- IATA: none; ICAO: VTCO;

Summary
- Airport type: Public
- Owner: Sahaphatana Holding Co.
- Operator: Sahaphatana Holding Co.
- Location: Lamphun, Thailand
- Elevation AMSL: 925 ft / 282 m
- Coordinates: 18°32′40″N 99°00′59″E﻿ / ﻿18.54444°N 99.01639°E
- Interactive map of Lamphun Airport

Runways
| Direction | Length |  | Surface |
| ft | m |
| 01/19 | 1,250 | 700 | Laterite |

= Lamphun Airport =

Lamphun Airport is located inside the area of the Saha Industrial Park. This airfield was designed to meet ICAO recommendations and is approved by the DOA. Lamphun Airfield, operated by the Sahaphatana Holding Co is 20 km south on the extended centreline of runway 36 at Chiang Mai International Airport. Runway 01/19 is level, well-graded laterite surface and usable even during the wet season.

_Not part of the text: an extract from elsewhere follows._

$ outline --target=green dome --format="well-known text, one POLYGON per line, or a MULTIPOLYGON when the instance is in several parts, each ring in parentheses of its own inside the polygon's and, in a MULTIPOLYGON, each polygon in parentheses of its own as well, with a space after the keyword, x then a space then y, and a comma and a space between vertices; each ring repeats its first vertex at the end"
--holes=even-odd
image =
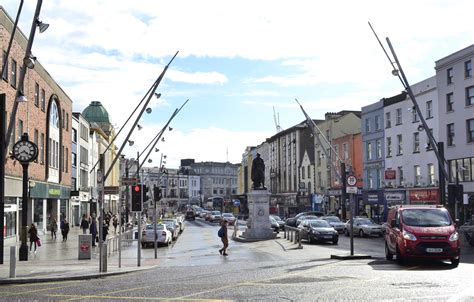
POLYGON ((82 115, 89 123, 110 123, 109 114, 100 102, 91 102, 91 104, 82 111, 82 115))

The final approach from both directions is straightforward. There are high voltage electricity pylons less than 1 km south of runway 19 and several aerial masts 1345' AMSL to the 2 km NE of airfield. There are houses and trees close to threshold of runway 01 reducing the available landing distance on this runway.